First detected in India, Arcturus is now in the U.S. with a steady rise in cases with less than 10% of new confirmed COVID cases as of April 22, according to the Centers for Disease Control and Prevention.

According to experts, the subvariant is spreading fast because it avoids immune detection in the body. However, it is not yet confirmed if this will lead to severe cases.

In a Washington Post interview, Paul Hunter, a professor of medicine at the University of East Anglia in Britain said: “We’ve seen this in the past. You look at the virus and it’s got mutations that should make it more virulent, but then in reality, you don’t see that.”

“It will probably become the dominant variant for a while in the US and Europe and more countries around the world, but I don’t see it driving up severe infections more than we’ve seen in recent waves,” he added.

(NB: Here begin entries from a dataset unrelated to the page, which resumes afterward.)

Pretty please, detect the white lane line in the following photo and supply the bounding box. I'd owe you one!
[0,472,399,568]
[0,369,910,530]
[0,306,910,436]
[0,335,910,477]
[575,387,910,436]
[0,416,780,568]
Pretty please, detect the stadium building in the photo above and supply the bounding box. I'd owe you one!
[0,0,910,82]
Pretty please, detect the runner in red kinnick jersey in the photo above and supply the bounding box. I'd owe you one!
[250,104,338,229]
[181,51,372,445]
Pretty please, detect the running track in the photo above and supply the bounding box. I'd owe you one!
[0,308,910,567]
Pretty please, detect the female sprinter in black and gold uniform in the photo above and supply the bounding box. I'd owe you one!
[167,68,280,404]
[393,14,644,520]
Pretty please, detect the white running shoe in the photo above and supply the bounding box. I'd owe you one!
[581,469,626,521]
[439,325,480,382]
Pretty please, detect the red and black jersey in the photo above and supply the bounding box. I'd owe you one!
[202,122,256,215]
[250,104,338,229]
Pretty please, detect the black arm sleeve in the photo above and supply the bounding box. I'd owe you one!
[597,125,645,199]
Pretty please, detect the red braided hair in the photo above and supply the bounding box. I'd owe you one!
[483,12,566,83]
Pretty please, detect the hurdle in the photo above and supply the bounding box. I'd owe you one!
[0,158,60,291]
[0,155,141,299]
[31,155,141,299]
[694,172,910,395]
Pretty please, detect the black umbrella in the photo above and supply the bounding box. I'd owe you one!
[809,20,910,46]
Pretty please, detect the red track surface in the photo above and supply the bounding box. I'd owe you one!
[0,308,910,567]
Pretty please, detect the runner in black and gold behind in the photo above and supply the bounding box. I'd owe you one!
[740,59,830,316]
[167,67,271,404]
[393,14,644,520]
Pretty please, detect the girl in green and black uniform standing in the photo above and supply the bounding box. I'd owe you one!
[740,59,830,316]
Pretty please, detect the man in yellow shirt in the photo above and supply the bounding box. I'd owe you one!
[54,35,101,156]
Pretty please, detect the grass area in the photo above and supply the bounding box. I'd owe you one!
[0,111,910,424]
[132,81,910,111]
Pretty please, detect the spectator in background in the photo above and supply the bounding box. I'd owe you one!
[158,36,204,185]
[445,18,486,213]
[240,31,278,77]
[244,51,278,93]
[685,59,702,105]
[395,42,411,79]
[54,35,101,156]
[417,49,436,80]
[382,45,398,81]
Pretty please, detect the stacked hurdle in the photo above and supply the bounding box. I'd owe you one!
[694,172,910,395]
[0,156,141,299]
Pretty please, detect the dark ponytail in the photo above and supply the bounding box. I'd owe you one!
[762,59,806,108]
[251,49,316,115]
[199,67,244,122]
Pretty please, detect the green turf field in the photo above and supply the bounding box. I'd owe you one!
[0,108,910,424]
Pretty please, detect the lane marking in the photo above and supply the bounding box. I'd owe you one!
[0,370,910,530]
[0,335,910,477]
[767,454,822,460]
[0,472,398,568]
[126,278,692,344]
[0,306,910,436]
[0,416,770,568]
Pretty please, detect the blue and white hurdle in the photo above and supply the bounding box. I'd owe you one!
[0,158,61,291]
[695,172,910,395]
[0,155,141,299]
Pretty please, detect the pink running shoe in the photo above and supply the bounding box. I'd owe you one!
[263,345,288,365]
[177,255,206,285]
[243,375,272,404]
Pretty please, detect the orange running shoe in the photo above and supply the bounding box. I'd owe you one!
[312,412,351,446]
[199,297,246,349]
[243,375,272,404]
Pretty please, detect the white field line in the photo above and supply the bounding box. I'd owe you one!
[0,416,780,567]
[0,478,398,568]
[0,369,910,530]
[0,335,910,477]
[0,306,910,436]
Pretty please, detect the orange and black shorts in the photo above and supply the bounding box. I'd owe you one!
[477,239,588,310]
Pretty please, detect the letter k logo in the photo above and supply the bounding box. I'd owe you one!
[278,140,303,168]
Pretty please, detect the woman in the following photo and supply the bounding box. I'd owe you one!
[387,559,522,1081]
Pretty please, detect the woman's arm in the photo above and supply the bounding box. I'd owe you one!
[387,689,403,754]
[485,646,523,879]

Despite the low chances of COVID waves, it is still important to follow safety protocols and keep updated with the COVID vaccination.

Keep your distance. In the early days of the lockdown, the six-feet-apart rule was strictly implemented by the government. Even though this rule is now lifted or less imposed, it is still a great practice to maintain a distance from others.

Wear a mask. If social distancing is not possible, don’t hesitate to wear a mask. Masks should be properly fitted and cover your nose, mouth and chin.

Step outside or open a window. Ventilation is key to lessen the spread of the virus. Keep air flowing to ensure spaces are well-ventilated. If indoors, open windows. If outdoors, make sure to get out of the crowd to keep yourself well-ventilated.

Wash hands with soap and water. Ensure that you are washing and massaging every corner of your hands to keep them clean and sanitized to prevent the spread and transmission of the virus.

Use alcohol or hand sanitizer. When handwashing is not possible, regularly sanitize your hand when you’re out and about. Moreover, you can also use your handy-dandy alcohol spray to sanitize areas you will be spending time on. For example, you can spray the table and chairs before dining at a food court.

Stay at home if you feel unwell. If you are feeling sick, stay at home, isolate, and monitor yourself until you recover. If you suspect you are experiencing COVID symptoms, contact your doctor for a telehealth check-up.

Get vaccinated. When a vaccine is available to you, get the vaccine shot. After receiving the initial COVID vaccine, booster shots are available for added protection and immunization.